Kahraman Kadınlar Meclis’e!
İki kolunu iki yana açtı kadın. Yemenisinin altındaki alnı terli, elleri nasırlı: “Şehit verdik iki gün önce. Siz askere kurşun sıkanlardan değilsiniz.
Vatanseversiniz. Hanemize hoş geldiniz.” dedi. İki askerimizin şehadetinden dolayı başsağlığı diledik; biri yeğeni, diğeri onun arkadaşı... Uzun uzun konuştuk. Dört kadın ile bir genç kızımızdan söz aldık.
Kadınlar öylesine dertli ki, elime iki elleriyle sarılıyorlar. İçlerini döke döke bitiremiyorlar. En önemli başlık, bölgede işsiz gençlerinin uyuşturucuya kapılmış olmalarıydı. Buna sıkı ve köklü önlemler almanın kararlı, cesur bir milli iktidarda mümkün olabileceğini anlatıyorlar. Sabırla ve zaman zaman sarılarak, gözlerinin içine bakarak, kederlerine ortak olarak dinliyoruz.
“Bizler kadın kahramanlarız” dedik, “Şerife Bacıların, Gördesli Makbulelerin, Nezahat Onbaşıların soyundanız. Onlar gibi gözü pek, cesur ve kararlıyız. Evlatlarımızı kurda, kuşa, uyuşturucuya, cinsiyet bozma tuzaklarına, işsizliğe, eğitimsizliğe kurban etmeyeceğiz. Oyunuza talibiz.”
Sözlerimiz karşılık buluyor: “Cumhurbaşkanlığı seçiminde gönlünüzdekini tercih edebilirsiniz. Milletvekilliği seçiminde, Türkiye’nin milli birliği ve bütünlüğü için, Meclisimizde terör partilerinin gücünün kalmaması, ABD’ye sırtını dayayanların vatanımızı bölüp parçalamaması için, oylarınızı Vatan Partisi’ne istiyoruz. Mührü Başaklı Yıldıza vurmanızı diliyoruz. Zorlukların hepsini birlikte ve tamamen aşalım.”

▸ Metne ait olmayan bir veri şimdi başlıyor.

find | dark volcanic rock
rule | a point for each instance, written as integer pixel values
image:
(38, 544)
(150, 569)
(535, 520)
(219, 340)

Kapısuyu köyünde Kadir Jöntürk’ün bakkaliyesinin önünden geçiyoruz. Türk bayrağı asılı bir çardağın altında oturan aileye topluca uğradığımızda “Al bayrağımızın gölgesinde oturan ailemize selam olsun” deyip bayrağı öptüğümde, “Allah’ına kurban senin, gelip oturun, gız gayfe yap çabuk” diye baba seslendi kızına.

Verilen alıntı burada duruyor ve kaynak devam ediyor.